Jane MacAdam: The issue – it’s normal – we say in the report it’s normal practice when an employee leaves government that their email account be removed.
Mr. Palmer: Okay.
Jane MacAdam: That’s normal. In these cases, the authorization to remove those accounts was made by management and that’s in accordance with the policy.
The issue is not so much that the accounts were removed. The issue is that when the accounts were removed there were records – government records – that were not retained. If employees are managing their records properly they would be saving those records – either printing them off and saving the hard copy of what was in the email account or they would be saving them in some other manner. But for these individuals we did not receive any electronic records or any hard copy records.
Mr. Palmer: Chair, can I get clarification on what’s a record to an email?
Jane MacAdam: Well, an email is a record.
Mr. Palmer: Okay.
Jane MacAdam: Not all emails are government records, so there could be transitory records that would just be: See you at the Old Triangle at 5:00 p.m. If it was a personal matter that’s not a government record.
Mr. Palmer: Okay.
Jane MacAdam: We determined that these were, in fact, government records that were not maintained.

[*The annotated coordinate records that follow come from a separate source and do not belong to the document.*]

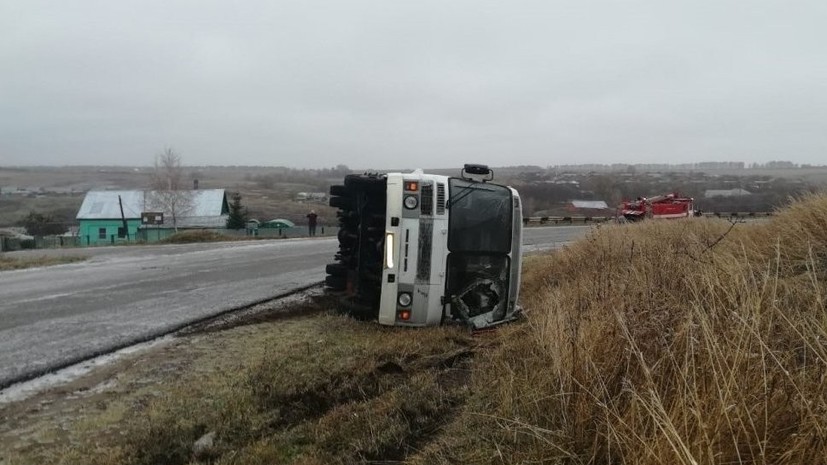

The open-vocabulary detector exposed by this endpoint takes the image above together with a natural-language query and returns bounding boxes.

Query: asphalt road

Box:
[0,226,589,387]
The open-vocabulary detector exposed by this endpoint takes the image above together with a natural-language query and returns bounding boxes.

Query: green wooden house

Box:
[76,189,229,245]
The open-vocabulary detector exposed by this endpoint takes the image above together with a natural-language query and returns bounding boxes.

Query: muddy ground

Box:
[0,291,484,465]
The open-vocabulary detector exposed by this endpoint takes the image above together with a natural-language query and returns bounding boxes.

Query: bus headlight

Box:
[402,195,419,210]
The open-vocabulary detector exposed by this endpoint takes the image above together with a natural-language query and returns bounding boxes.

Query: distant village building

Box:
[704,188,752,199]
[566,200,614,216]
[296,192,327,202]
[76,189,230,245]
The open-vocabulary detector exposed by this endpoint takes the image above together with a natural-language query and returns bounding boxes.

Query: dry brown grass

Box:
[12,308,476,465]
[419,195,827,464]
[12,196,827,465]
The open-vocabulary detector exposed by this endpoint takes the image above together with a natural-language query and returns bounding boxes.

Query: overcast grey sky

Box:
[0,0,827,169]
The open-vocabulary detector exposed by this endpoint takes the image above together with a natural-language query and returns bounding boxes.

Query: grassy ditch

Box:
[0,254,87,271]
[418,191,827,464]
[0,301,478,465]
[6,196,827,465]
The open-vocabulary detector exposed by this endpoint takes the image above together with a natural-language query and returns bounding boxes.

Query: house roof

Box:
[704,188,751,198]
[571,200,609,210]
[76,189,227,220]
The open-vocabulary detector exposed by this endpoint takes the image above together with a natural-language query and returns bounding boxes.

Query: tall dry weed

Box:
[462,195,827,464]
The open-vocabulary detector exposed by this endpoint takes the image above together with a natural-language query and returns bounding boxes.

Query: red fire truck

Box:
[618,192,695,221]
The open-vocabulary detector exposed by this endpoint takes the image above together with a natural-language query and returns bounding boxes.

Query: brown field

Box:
[0,191,827,465]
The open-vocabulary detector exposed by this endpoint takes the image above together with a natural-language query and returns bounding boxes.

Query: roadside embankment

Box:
[418,190,827,464]
[0,196,827,465]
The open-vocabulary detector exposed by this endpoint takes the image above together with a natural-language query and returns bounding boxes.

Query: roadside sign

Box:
[141,212,164,225]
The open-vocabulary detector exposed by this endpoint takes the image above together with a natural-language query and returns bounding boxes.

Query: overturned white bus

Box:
[325,165,523,328]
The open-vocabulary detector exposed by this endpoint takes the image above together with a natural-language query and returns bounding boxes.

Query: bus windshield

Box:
[448,178,512,254]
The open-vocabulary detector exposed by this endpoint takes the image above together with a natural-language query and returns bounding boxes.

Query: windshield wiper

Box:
[445,184,495,209]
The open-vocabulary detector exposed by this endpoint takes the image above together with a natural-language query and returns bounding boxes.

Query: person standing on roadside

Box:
[307,210,319,237]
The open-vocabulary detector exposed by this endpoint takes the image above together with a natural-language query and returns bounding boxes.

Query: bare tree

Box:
[148,147,195,232]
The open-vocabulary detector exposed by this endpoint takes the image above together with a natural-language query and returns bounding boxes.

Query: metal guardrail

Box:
[523,212,773,225]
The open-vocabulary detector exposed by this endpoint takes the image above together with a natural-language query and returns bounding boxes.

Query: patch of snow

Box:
[0,335,174,405]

Jane MacAdam: What we’re saying in the report is that there were government records that were not retained in accordance with legislation.
Mr. J. Brown: Okay.
Jane MacAdam: We know that to be a fact, because we received emails to and from those individuals that I named that we received from a separate public body. They should have been maintained within that office or within that department because that’s what the legislation requires.

Jane MacAdam: The normal procedure when an employee leaves is that their email account be removed, so that’s standard procedure. The authorization to remove the account is supposed to come from management, so that’s just normal practice.

In these three cases the accounts were removed, we didn’t receive any records for these individuals, and we would have expected to receive records based on our knowledge of the file. I mean, there could be other accounts removed and we didn’t get records, but we weren’t concerned because we couldn’t say that there should or shouldn’t be records. We were just looking for relevant records, and based on our knowledge of the file it didn’t seem reasonable that there would be no records for these individuals. In fact, we determined that there were records. They just weren’t retained by government because we got them from other sources.

Jane MacAdam: It might be. But again, there was more than one person that didn’t have any records, and based on the other issues that we raised in the report about the management of government records, we’re not confident that we received all records.
This issue is one issue with regards to records management, but in the report there are other issues related to records management, like the retention and disposition schedules not being available for all public bodies. There were issues around the Public Archives and Records Office not monitoring compliance with the policies and procedures. They did an assessment in 2009 and only 93% of the public bodies that they received responses from indicated that they even addressed electronic records management. Issues around electronic records management are throughout government.

Jane MacAdam: After a year if an email account is deleted it cannot be recovered.
Mr. Dumville: Okay. You know these emails did exist or these government records which could have been emails, you got them – there’s a sender and there’s a receiver, so possibly you found them in receivers’ and you could re-establish them. Did you receive enough to get the whole picture? Do you feel confident that you know exactly what happened from the information that you did glean?
Jane MacAdam: No, I’m not confident that I received all relevant government records.

Jane MacAdam: Each individual is responsible for maintaining their own records. But
ultimately, each public body in accordance with the Archives and Records Act, I mean, each public body is responsible to maintain records within their own entity with respect to their own affairs.

 

5 comments

  1. I was going to make a critical comment but I have concluded that until a critical mass of the public becomes aware and enraged over what transpires repeatedly in this Province, there is no point nor satisfaction in doing so.

  2. Slippery crowd theses appointees who are trying to protect their benefactors ? You will notice it is not the civil servants who keep the machine running , that are flippant . The flippant truth evaders are those who have been appointed at the executive level , most of which are partisan. But in the end the public is aware there was lots of skullduggery at the highest levels and someone benefitted . Don’t think for a minute the entire testimony given will be considered credible by the public audience.